Atteggiamento opposto invece quello mostrato sempre lunedì, ma da Monrovia, dal capo della missione speciale delle Nazioni Unite (di cui l’Oms fa parte) contro Ebola in Africa occidentale, Tony Banburry, il quale avverte che c’è ancora un «rischio pesante» che il virus si diffonda in altre parti del mondo. «Non dimentichiamoci che si tratta di un’epidemia che ha già fatto quasi 7mila morti e 16mila contagiati» ha sottolineato. Banburry non ha nascosto la sua preoccupazione e, intervistato dalla Bbc, ha anzi messo in dubbio che l’Oms abbia raggiunto il sopracitato obiettivo che si era posta a ottobre, in particolare quello di isolare il 70% dei casi nei tre paesi dell’Africa occidentale. Attraverso le parole di Banburry, si apprende un’altra versione delle cose.
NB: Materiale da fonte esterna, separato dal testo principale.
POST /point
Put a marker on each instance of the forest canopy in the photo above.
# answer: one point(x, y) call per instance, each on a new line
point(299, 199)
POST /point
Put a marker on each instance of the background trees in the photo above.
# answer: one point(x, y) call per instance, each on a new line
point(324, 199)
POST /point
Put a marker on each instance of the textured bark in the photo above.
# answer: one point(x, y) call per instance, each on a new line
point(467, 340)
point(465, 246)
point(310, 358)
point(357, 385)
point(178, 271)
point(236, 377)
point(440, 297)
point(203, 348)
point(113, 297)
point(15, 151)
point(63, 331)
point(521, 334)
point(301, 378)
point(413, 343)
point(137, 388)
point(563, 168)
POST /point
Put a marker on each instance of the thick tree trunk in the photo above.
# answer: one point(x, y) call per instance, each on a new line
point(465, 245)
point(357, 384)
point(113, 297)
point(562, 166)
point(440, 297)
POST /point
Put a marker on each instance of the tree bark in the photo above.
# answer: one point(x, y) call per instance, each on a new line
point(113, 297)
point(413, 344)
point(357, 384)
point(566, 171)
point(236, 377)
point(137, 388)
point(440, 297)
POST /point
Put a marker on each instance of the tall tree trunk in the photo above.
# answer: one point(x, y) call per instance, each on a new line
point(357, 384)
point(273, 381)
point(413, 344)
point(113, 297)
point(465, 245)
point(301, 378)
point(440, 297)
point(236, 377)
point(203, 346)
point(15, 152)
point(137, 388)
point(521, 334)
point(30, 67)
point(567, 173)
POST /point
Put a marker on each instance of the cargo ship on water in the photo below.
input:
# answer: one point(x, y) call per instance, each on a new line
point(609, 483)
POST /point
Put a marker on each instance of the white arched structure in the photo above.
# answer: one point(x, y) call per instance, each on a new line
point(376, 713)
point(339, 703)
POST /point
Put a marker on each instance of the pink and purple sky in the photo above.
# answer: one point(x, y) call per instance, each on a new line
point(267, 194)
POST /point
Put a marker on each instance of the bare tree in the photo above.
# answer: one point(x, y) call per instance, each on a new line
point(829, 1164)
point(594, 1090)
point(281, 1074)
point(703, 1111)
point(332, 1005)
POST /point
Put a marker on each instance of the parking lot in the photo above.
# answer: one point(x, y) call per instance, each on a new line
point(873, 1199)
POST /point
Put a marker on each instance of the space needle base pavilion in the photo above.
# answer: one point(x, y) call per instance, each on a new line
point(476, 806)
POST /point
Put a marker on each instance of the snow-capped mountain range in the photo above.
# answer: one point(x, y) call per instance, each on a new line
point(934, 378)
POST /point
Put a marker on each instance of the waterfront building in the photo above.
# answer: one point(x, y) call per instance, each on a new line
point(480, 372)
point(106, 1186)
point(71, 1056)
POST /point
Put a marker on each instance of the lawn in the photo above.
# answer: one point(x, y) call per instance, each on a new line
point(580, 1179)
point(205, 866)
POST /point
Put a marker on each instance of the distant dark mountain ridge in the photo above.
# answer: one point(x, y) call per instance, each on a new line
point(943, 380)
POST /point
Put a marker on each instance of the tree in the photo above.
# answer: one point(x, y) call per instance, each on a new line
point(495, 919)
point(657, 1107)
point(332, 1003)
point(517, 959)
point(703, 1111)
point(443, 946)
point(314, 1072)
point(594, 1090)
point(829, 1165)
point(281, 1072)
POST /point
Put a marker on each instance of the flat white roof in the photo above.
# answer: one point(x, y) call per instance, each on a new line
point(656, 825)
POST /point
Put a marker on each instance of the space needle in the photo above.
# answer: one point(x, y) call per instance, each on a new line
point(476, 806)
«In Liberia, dove c’è stato il maggior numero di casi e vittime, il ritmo del contagio sta rallentando, ma l’epidemia continua a correre veloce in Sierra Leone. Dei tre Paesi più colpiti, solo la Guinea - dice Banburry - sembrerebbe aver centrato gli obiettivi dell’Onu. In Liberia, solo il 23% dei casi sono stati isolati e solo il 26% delle sepolture rispettano le norme di sicurezza. In Sierra Leone, circa il 40% dei casi sono isolati, e quanto alle sepolture siamo a quota 27%. Nelle aree più colpite muoiono ancora 200-300 persone alla settimana». Come si vede i dati contrastano sensibilmente.

Insomma due membri che in pratica dovrebbero affermare le stesse cose, dato che l’Oms è un agenzia dell’Onu, in realtà manifestano versioni e atteggiamenti differenti. Cosa assai curiosa, ma chi avrà ragione quindi?

Intanto un monito a non abbassare la guardia è arrivato anche dal presidente americano Barack Obama il quale, durante la sua visita all’istituto di Sanità Bethesda in Maryland, ha esortato il Congresso Usa a sbloccare i 6,2 miliardi di dollari richiesti per combattere il virus sottolineando che «la battaglia e tutt’altro che vinta. Senza nuovi fondi non possiamo sconfiggere l’epidemia e se vogliamo che gli altri Paesi si mobilitino, allora dobbiamo dare l’esempio».

Fino a questo momento sono solo due i casi di Ebola accertati negli Stati Uniti ma, secondo la giornalista investigativa Sharyl Attkisson, negli Usa sarebbero almeno 1400 le persone monitorate dal Center for Desease Control and Prevention, perché arrivate dai Paesi africani flagellati dal virus.